A prospective Forex trader would do well by researching what currency pairs tend to give the most profitable opportunities before beginning to trade in the Forex market.
For example, some currency pairs present trading challenges which may not be suitable for new traders. Some pairs may be far more volatile than others or might trade in a thin market with wider spreads and sharp exchange rate movements.
Nevertheless, many trading opportunities exist among both the major and the minor currency pairs.
Each major currency pair tends to have its own characteristic trading style. For example, EUR/USD is highly liquid and tends to move in long sweeping trends which can be readily identified. On the other hand, GBP/USD or sometimes also called Cable tends to be much more volatile, and so many times it can be harder to read the chart and trade.
Technical and Fundamental Market Research
Once the trader has identified the optimum currency pairs to trade, they are then ready to research the currency pairs which they will be trading. Many successful traders use a combination of technical and fundamental analysis in their research.
Often, traders will use technicals for timing entries and exits, while the fundamentals can be used to forecast longer term exchange rate movements.
Both of these market research techniques are popular and each has its advantages and drawbacks.
As a result, many traders prefer to use both types of analysis to a degree and will usually look for agreement between them as a basis for initiating a trading position.
The Trend is your Friend
An often repeated phrase among forex market professionals is “the trend is your friend”. This trading maxim summarizes a trend trader’s trading technique very well. Indeed, trading with the trend is still the most profitable way to trade the Forex market and the best advice that can be given to a trader, no matter how cliché it may sound.
Accordingly, identifying the direction of the underlying trend represents the first hurdle for the trader to clear.
Discerning the Trend
Perhaps the most efficient way to identify a forex trend consists in examining graphs or charts of the exchange rate for a currency pair as it evolves over time. Technical analysis of exchange rate behavior makes up the first line of approach that many forex traders use when determining the market’s trend.
By examining price charts and perhaps drawing lines between successively higher highs and higher lows for an uptrend or lower highs and lower lows for a downtrend, the technical trader can assess whether the prevailing trend in the market is higher, lower or sideways overall.

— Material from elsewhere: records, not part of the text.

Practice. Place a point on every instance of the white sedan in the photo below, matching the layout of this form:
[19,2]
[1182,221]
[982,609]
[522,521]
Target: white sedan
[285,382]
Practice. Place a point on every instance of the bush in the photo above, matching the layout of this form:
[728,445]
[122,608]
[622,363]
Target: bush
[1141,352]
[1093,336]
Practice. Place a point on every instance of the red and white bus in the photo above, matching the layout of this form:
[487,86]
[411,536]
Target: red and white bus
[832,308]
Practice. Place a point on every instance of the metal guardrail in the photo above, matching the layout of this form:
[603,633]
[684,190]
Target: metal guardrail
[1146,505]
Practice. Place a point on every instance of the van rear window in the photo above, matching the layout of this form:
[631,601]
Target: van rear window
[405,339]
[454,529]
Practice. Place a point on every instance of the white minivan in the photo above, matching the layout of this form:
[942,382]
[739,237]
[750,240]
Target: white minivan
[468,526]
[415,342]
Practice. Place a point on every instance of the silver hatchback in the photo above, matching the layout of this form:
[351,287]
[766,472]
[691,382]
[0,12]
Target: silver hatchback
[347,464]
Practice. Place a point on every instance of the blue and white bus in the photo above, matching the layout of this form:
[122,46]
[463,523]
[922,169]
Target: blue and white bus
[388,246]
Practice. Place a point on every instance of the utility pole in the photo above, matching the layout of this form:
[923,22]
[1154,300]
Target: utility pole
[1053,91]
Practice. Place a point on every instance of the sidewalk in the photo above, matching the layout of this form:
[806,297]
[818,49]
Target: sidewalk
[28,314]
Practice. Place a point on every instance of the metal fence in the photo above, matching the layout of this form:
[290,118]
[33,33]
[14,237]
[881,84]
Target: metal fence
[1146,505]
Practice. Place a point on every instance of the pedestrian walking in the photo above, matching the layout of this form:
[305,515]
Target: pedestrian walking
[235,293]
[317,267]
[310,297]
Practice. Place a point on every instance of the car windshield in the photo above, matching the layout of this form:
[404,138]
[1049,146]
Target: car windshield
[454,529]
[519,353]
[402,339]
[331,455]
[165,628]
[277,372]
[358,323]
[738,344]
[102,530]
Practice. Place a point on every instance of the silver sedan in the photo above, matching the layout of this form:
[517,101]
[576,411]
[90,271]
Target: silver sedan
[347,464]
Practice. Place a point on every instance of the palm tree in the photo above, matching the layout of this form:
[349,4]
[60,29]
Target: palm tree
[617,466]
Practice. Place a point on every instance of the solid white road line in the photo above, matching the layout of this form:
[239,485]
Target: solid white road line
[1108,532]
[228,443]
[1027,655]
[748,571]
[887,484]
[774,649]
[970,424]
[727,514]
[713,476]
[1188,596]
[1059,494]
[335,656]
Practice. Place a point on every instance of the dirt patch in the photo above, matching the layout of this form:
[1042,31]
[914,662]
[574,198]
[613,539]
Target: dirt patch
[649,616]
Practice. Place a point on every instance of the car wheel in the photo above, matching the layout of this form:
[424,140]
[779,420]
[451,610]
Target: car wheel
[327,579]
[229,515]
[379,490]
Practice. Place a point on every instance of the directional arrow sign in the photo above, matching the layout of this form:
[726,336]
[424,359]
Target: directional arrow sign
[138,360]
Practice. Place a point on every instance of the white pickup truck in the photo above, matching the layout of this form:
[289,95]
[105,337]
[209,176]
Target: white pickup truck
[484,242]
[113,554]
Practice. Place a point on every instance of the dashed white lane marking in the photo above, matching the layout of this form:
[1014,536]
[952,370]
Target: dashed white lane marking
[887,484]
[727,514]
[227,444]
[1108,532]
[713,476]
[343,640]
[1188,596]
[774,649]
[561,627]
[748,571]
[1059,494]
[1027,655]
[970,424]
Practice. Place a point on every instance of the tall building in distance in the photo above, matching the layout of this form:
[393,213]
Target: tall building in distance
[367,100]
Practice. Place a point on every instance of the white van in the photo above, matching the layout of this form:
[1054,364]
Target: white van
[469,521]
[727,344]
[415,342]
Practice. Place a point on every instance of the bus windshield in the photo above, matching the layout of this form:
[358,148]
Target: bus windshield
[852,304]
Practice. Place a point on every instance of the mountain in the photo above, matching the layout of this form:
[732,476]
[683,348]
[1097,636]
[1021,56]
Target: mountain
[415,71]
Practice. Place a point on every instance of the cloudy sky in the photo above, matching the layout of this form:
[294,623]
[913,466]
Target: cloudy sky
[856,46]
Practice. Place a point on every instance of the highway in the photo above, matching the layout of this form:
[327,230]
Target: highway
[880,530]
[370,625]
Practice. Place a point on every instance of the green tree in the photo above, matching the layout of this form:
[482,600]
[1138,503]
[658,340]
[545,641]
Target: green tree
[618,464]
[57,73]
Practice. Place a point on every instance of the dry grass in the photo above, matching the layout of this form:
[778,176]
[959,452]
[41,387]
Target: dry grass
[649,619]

Trends can also occur on different time frames, such as long term, medium term, and short term.
Traders will draw lines between successively higher highs and higher lows to identify an uptrend and lower highs and lower lows to discern a downtrend
Trading the Trend
Once the trader has correctly identified the current trend’s direction, they will generally seek to establish a position that will profit from the trend’s continuation, while placing Stop-Losses at points that would indicate the trend is reversing.
Several different possibilities on how to trade the newly identified trend exist for the trader.
The first consideration involves what kind of strategy the trader will be using to take advantage of the trend.
While most traders will seek to buy to profit from up trends and sell to profit from declining trends, the exact type of trading strategy used by the trader may also depend on whether the time frame of the identified trend is short, medium or long-term in nature.
Finally, trading trends successfully is likely to require a combination of technical and fundamental research. The large trends in the Forex market are driven by fundamentals and in order to capture them it’s best to keep the fundamentals in check rather than focusing solely on technicals.